Under Texas’ law, Holder noted, a concealed handgun license would serve as acceptable ID to vote, but a student ID would not. He went on to say that while only 8 percent of white people do not have government-issued photo IDs, about 25 percent of black people lack such identification.
“I don’t know what will happen as this case moves forward, but I can assure you that the Justice Department’s efforts to uphold and enforce voting rights will remain aggressive,” the attorney general said.
Holder said the arc of American history has always moved toward expanding the electorate and that “we will simply not allow this era to be the beginning of the reversal of that historic progress.”
“I will not allow that to happen,” he added.
The attorney general spoke at the 103rd convention of the National Association for the Advancement of Colored People, which is launching a battle against new state voter ID laws. NAACP President Benjamin Todd Jealous has likened the fight against conservative-backed voter ID laws passed in several states to “Selma and Montgomery times,” referring to historic Alabama civil rights confrontations of the mid-1960s.
Holder, the first black man named U.S. Attorney General, was received with resounding applause, a standing ovation and chants of “Holder, Holder, Holder” at the convention.

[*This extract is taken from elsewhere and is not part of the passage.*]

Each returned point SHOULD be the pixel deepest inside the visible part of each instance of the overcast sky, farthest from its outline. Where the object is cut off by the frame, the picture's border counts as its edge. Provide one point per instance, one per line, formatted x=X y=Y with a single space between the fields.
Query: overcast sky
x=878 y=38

Those chants quickly changed to “stand your ground, stand your ground,” a reference to a Florida law that neighborhood watch volunteer George Zimmerman is using to defend fatally shooting Trayvon Martin, an unarmed black teenager he encountered while patrolling his community in February. Police did not initially arrest or charge Zimmerman, saying the “stand your ground” law allowed self-defense. He was later charged with second-degree murder.
Holder said the Justice Department under his leadership has taken unprecedented steps to study and prevent violence against youth and address the high homicide rate among young black men.
Finally, the attorney general noted with pride that the U.S. Supreme Court in two recent rulings regarding President Barack Obama’s health care law and immigration laws passed in Arizona, largely supported the federal government and the Department of Justice. However, he said, he remained concerned that Arizona law enforcement, under the portion of the law upheld by the court, would be able to check the immigration status of any person suspected of being in the United States illegally.
“No American should ever live under a cloud of suspicion just because of what they look like,” Holder said.